Thoracoscopic splanchnicectomy for control of intractable pain due to advanced pancreatic cancer

Surg Endosc. 2001 Feb;15(2):129-31. doi: 10.1007/s004640090009.

Abstract

Background: Severe upper abdominal pain is a dominant and distressing feature of advanced pancreatic cancer. This study was performed to evaluate pain intensity and to determine the ways in which pain may interfere with the common daily activities of patients with intractable pain before and after thoracoscopic splanchnicectomy.

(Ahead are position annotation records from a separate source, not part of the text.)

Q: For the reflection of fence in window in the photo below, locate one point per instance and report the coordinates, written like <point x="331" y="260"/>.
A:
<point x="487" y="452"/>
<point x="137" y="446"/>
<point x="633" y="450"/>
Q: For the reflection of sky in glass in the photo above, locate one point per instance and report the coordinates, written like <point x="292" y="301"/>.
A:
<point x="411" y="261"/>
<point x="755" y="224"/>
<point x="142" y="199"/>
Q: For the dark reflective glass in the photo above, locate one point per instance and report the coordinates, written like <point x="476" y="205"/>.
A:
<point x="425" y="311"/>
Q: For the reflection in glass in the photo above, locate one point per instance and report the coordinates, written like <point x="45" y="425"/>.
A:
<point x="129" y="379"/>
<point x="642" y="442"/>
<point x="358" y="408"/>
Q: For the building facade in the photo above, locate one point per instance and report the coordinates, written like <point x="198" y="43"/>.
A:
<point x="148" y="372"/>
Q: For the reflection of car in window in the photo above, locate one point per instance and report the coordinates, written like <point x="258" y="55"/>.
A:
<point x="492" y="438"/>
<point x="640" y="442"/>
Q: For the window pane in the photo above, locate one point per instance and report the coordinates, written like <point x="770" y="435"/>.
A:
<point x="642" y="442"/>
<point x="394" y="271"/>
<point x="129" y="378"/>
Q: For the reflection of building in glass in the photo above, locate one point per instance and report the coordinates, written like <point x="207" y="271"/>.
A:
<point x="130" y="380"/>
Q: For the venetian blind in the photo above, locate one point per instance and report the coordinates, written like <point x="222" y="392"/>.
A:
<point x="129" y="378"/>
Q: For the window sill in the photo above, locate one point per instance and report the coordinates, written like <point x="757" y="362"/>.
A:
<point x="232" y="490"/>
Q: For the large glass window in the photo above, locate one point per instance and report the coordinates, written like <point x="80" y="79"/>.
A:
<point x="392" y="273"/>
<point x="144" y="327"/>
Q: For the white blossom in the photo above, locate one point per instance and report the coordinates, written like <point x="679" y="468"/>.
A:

Methods: Twenty-six left-sided thoracoscopic splanchnicectomies were performed. To assess pain severity and the impact of pain, all patients completed a short questionnaire using the 0-10 Numeric Rating Scale. The Pain Management Index was used to describe and compare the adequacy of analgesic management. Patients were evaluated 1 day prior to operation and for 6 months after the procedure.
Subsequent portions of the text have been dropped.